Rauf Bey, “aziz duygularım”, “kutsî duygularım” diye söylediği bu sözlerinde samimî ve ciddî miydi?! Ben, bilâ-tereddüt, hayır; diyorum, Efendiler. Çünkü Ankara’dan mufarekatinde, kendisine Cumhuriyet’ten bahseden Kâzım Paşa’ya (Meclis Reisi): “Buna mâni olabilirsen memlekete büyük hizmet etmiş olursun!” diyenin Rauf Bey olduğunu biliyorum.

Rauf Bey, Cumhuriyet’i tertip ve ilân eden gayr-i mes’ûllerden, birtakım müşavir ve mütehassısları kastettiğini de söyleyerek bunda da su-i tefehhüm olduğunu anlatmak istedi ve “böyle olunca benim kullandığım ifadeden şu veya bu zat gayr-ı mes’ûldür anlaşılmasın, bunu benden beklemek hata olur.” dedi.

Rauf Bey, bu tevil ile de gösteriyordu ki bugünkü Fırka ictimâında, Fırka’nın su-i nazarını celp etmeksizin, maksatlarını söylemeyi temîn için icap eden noktalarda ricât ve tevil tarîkini tutmuştu.

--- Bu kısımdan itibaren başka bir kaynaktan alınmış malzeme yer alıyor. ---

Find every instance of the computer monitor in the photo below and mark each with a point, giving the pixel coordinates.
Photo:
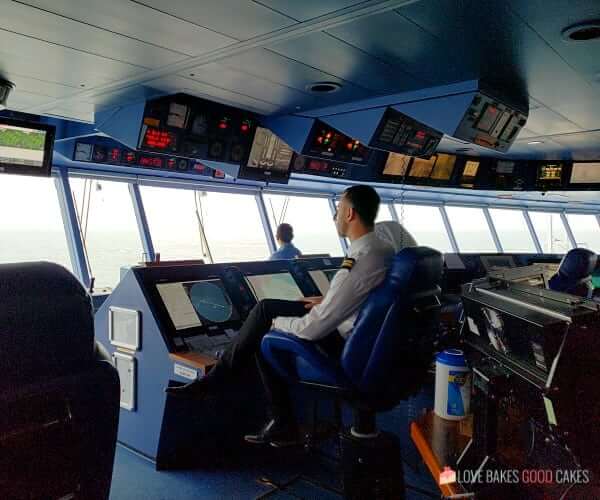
(270, 158)
(191, 304)
(322, 278)
(26, 147)
(396, 165)
(274, 286)
(585, 173)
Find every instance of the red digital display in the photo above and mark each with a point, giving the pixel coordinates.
(114, 155)
(159, 139)
(129, 157)
(150, 161)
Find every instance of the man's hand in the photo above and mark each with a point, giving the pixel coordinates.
(310, 302)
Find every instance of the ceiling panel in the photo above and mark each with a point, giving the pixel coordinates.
(45, 61)
(140, 22)
(241, 19)
(308, 9)
(280, 69)
(253, 86)
(59, 30)
(549, 17)
(399, 41)
(42, 87)
(336, 57)
(509, 52)
(174, 84)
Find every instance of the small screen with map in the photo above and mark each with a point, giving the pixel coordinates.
(322, 278)
(196, 303)
(274, 286)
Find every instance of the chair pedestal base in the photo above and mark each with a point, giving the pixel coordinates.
(372, 468)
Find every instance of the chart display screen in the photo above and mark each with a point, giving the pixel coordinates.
(585, 173)
(322, 278)
(274, 286)
(443, 168)
(396, 164)
(196, 303)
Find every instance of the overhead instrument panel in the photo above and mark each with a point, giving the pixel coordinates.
(327, 143)
(491, 123)
(400, 133)
(195, 128)
(270, 158)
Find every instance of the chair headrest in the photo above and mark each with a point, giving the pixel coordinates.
(395, 234)
(46, 323)
(578, 264)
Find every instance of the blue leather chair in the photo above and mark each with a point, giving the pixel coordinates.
(574, 273)
(59, 398)
(385, 359)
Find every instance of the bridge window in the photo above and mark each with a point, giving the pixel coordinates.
(586, 230)
(512, 230)
(314, 229)
(31, 226)
(551, 232)
(173, 224)
(108, 227)
(471, 229)
(233, 227)
(384, 213)
(425, 224)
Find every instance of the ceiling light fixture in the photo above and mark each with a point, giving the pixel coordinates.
(323, 87)
(582, 32)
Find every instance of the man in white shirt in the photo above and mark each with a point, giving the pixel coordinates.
(327, 320)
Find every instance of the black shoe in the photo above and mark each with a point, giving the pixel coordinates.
(198, 389)
(277, 433)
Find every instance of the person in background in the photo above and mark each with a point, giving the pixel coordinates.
(395, 234)
(326, 320)
(284, 237)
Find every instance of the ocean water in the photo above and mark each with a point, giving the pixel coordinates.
(108, 252)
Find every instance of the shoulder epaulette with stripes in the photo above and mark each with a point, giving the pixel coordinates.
(348, 263)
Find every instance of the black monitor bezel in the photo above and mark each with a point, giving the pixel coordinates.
(46, 168)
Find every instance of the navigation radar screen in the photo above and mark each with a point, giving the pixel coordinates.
(269, 152)
(396, 164)
(196, 303)
(210, 301)
(20, 146)
(585, 173)
(274, 286)
(443, 168)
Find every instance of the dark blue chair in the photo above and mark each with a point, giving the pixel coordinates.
(58, 393)
(385, 359)
(574, 273)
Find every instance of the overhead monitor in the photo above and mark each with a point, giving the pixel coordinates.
(585, 173)
(469, 173)
(550, 173)
(191, 304)
(421, 167)
(274, 286)
(270, 158)
(322, 278)
(26, 147)
(443, 168)
(396, 165)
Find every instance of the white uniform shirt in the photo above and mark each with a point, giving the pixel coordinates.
(348, 290)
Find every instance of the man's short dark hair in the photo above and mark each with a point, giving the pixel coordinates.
(365, 201)
(285, 233)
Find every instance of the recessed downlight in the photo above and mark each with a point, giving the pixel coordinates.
(582, 32)
(323, 87)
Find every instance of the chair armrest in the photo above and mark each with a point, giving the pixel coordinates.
(300, 360)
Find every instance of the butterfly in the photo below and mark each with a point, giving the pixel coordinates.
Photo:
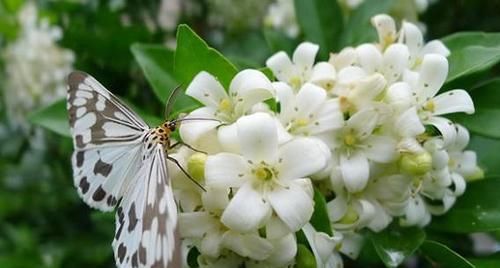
(120, 162)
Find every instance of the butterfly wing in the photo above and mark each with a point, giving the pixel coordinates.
(107, 138)
(146, 219)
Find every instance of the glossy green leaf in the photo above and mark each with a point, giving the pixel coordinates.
(487, 155)
(471, 52)
(321, 22)
(478, 210)
(156, 61)
(157, 64)
(395, 244)
(485, 120)
(359, 28)
(319, 219)
(278, 41)
(53, 117)
(193, 55)
(487, 262)
(442, 256)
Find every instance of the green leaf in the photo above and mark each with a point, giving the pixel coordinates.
(321, 21)
(395, 244)
(442, 256)
(359, 28)
(487, 262)
(193, 55)
(485, 119)
(278, 41)
(53, 117)
(157, 64)
(488, 156)
(319, 219)
(471, 52)
(478, 210)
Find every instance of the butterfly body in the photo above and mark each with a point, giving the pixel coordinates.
(120, 162)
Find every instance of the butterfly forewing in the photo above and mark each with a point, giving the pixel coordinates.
(146, 220)
(113, 164)
(107, 138)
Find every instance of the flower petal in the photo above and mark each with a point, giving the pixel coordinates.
(310, 97)
(412, 37)
(292, 204)
(249, 87)
(189, 224)
(386, 28)
(301, 157)
(284, 250)
(227, 136)
(246, 211)
(206, 89)
(408, 123)
(445, 127)
(395, 61)
(323, 74)
(281, 65)
(248, 245)
(453, 101)
(435, 47)
(369, 57)
(399, 95)
(223, 170)
(328, 118)
(258, 137)
(304, 56)
(380, 149)
(363, 122)
(433, 73)
(355, 171)
(192, 131)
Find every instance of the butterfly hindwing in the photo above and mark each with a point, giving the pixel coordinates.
(146, 221)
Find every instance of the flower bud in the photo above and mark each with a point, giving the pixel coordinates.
(416, 164)
(305, 259)
(196, 166)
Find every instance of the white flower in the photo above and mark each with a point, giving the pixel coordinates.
(247, 88)
(301, 68)
(309, 112)
(268, 177)
(356, 144)
(36, 67)
(426, 84)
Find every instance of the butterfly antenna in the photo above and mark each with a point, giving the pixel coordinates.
(171, 100)
(186, 173)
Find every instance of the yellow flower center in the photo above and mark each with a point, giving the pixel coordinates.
(350, 139)
(264, 173)
(430, 106)
(295, 82)
(226, 105)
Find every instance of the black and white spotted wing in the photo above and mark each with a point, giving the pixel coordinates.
(157, 230)
(112, 162)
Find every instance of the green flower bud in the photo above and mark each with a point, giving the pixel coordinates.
(305, 259)
(416, 164)
(196, 166)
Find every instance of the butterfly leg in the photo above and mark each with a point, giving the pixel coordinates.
(187, 145)
(185, 172)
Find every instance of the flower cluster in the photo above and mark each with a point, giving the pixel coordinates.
(365, 128)
(36, 67)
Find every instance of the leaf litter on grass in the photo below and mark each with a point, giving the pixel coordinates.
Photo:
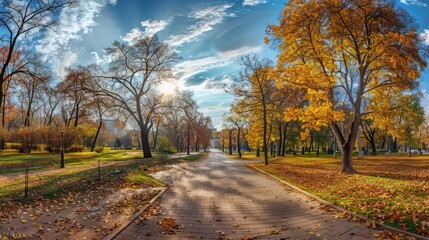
(393, 190)
(89, 210)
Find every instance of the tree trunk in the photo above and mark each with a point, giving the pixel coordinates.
(238, 143)
(279, 145)
(155, 137)
(360, 154)
(189, 140)
(230, 142)
(96, 135)
(284, 142)
(3, 120)
(77, 115)
(347, 156)
(144, 133)
(265, 133)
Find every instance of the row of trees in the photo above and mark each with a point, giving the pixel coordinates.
(346, 68)
(125, 89)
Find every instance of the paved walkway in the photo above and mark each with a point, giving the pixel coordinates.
(220, 198)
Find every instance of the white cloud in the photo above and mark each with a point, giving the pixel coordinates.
(73, 22)
(187, 69)
(151, 28)
(255, 2)
(425, 36)
(414, 2)
(425, 102)
(208, 17)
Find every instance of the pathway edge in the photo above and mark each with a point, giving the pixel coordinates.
(117, 231)
(380, 225)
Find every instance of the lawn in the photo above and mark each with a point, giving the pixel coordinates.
(41, 181)
(390, 189)
(16, 162)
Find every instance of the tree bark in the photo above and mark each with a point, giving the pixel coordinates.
(230, 142)
(347, 156)
(144, 133)
(96, 135)
(189, 140)
(279, 145)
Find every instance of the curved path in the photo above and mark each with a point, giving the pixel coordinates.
(219, 198)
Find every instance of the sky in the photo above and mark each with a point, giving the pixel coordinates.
(210, 37)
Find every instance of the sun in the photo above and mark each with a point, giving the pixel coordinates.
(167, 88)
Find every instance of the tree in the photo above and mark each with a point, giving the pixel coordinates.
(256, 86)
(19, 19)
(340, 52)
(239, 120)
(190, 110)
(130, 80)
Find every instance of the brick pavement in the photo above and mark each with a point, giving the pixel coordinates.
(220, 198)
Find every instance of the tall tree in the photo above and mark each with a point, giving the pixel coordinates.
(340, 52)
(130, 80)
(239, 119)
(19, 19)
(256, 86)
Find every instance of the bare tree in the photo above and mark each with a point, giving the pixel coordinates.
(131, 77)
(19, 19)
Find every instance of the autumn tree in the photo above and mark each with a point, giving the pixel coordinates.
(339, 52)
(239, 119)
(257, 87)
(133, 73)
(190, 111)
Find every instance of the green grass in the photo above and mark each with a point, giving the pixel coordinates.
(14, 187)
(16, 162)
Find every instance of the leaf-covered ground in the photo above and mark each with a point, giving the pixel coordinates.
(90, 210)
(390, 189)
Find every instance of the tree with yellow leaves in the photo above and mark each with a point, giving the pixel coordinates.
(339, 52)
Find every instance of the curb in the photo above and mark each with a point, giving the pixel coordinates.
(117, 231)
(380, 225)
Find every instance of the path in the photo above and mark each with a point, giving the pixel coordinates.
(221, 198)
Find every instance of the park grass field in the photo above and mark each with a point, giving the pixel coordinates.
(11, 161)
(86, 168)
(390, 189)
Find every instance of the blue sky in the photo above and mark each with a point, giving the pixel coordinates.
(210, 37)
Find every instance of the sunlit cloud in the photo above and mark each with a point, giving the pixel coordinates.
(207, 18)
(72, 23)
(414, 2)
(187, 69)
(151, 28)
(253, 2)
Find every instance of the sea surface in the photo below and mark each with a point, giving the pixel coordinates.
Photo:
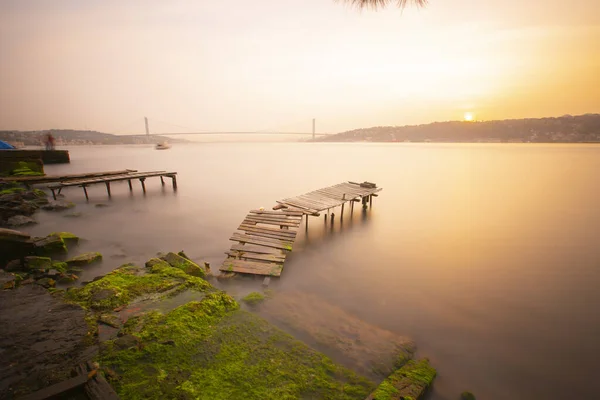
(486, 255)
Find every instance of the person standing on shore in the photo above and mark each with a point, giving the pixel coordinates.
(49, 142)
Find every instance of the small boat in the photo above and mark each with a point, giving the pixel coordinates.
(163, 146)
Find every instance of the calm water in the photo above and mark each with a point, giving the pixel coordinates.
(488, 256)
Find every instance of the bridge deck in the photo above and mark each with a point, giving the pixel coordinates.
(267, 236)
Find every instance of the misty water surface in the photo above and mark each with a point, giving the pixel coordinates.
(487, 256)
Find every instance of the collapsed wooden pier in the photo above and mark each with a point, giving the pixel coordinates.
(107, 179)
(267, 237)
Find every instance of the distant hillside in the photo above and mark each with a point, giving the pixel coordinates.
(74, 137)
(565, 129)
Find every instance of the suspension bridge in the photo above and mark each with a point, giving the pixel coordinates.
(192, 131)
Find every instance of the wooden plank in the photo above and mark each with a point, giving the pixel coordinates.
(261, 242)
(249, 248)
(283, 212)
(277, 217)
(268, 235)
(271, 222)
(57, 389)
(258, 257)
(282, 232)
(250, 267)
(266, 239)
(294, 204)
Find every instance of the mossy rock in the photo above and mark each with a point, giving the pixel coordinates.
(187, 266)
(156, 261)
(60, 266)
(50, 245)
(84, 259)
(67, 237)
(212, 350)
(127, 282)
(254, 298)
(409, 382)
(37, 263)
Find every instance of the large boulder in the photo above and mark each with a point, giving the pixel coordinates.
(20, 220)
(84, 259)
(69, 238)
(50, 245)
(187, 266)
(38, 263)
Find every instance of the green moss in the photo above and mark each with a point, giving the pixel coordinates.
(254, 298)
(69, 238)
(211, 350)
(124, 284)
(467, 396)
(12, 190)
(85, 259)
(409, 382)
(184, 264)
(59, 266)
(33, 262)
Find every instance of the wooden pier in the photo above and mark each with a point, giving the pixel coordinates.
(129, 176)
(267, 237)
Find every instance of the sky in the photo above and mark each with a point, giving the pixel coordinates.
(273, 65)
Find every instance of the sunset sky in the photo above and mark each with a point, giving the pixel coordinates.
(273, 64)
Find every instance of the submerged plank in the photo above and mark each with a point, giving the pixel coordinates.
(262, 242)
(249, 267)
(249, 248)
(258, 257)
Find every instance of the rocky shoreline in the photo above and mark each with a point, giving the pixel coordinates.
(163, 330)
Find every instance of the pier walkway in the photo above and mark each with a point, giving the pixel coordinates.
(267, 237)
(129, 176)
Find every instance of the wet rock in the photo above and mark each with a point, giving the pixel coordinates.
(7, 280)
(53, 273)
(67, 278)
(126, 342)
(84, 259)
(37, 263)
(67, 237)
(12, 236)
(73, 215)
(14, 265)
(20, 220)
(102, 297)
(46, 282)
(58, 205)
(155, 261)
(184, 264)
(110, 320)
(50, 245)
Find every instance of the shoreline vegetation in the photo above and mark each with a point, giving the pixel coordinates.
(163, 330)
(566, 129)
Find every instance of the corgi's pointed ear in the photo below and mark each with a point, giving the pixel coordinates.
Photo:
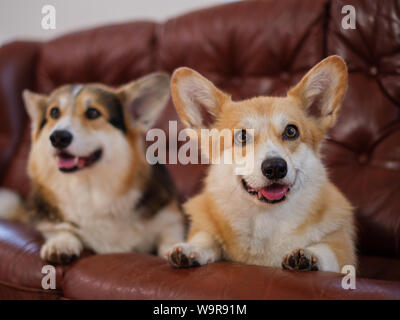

Fi’l-hakika, asıl nokta-i nazarından vazgeçmiş değildi. Meselâ şu sözlere dikkat buyurunuz: “Türkiye Hükümeti’nin şekli nedir? diye vâki olan suallere karşı der-hatır buyurulur ki Büyük Reisimiz, bu kürsüden müsbet bir cevap olarak ilân buyurdular ki Türkiye Büyük Millet Meclisi Hükümeti şeklidir. Hangi idâreye benziyor dediler. Bize benziyor çünkü biz, bize benzeriz. Bize mahsus idâredir buyurdular. Bu, benim vicdanımı tatmîn eden en yüksek bir ifade idi ve buna itiraz etmek çok müşkildir ve zannetmem ki insaf ile itiraz edecek hariçte ve dahilde adam bulunsun. Bu tatmînkâr ve büyük sözlerden sonra, bunun böyle, kabine buhranı yüzünden idâre edilemez bir şekil olarak gösterilip de isim farkı kadar olan Cumhuriyet kelimesinin konmasını, eskisine bu kadar itimat ettiğimiz ve halkın itimat ettiği bir şeklin sakat olduğu bir buhran zamanında anlaşıldı ve bir yeni idâre geldi.” “Bu his ile mütehassis olanların mürteci olduklarını zannetmeyeceğinizden emin olarak söylüyorum, acaba bu da nakıs görülür de bunu ikmâl edecek bir şekil var mıdır? diyenler tereddüt ve endişe ettiler.”

“... Bir ahali ki Cumhuriyet’e tarafdârdır, bir ahali ki hâkimiyet-i milliye bilâ-kayd ü şart millette oldukça Cumhuriyet’ten başka bir şey yoktur, bunu istiyor, istiyor ama tatbik edemeyiz de diğer bir şekil suretinde kalırız, diye teessür ve endişe duyarsa.... meyus mu olmak lâzımdır, memnun mu olmak lâzımdır.”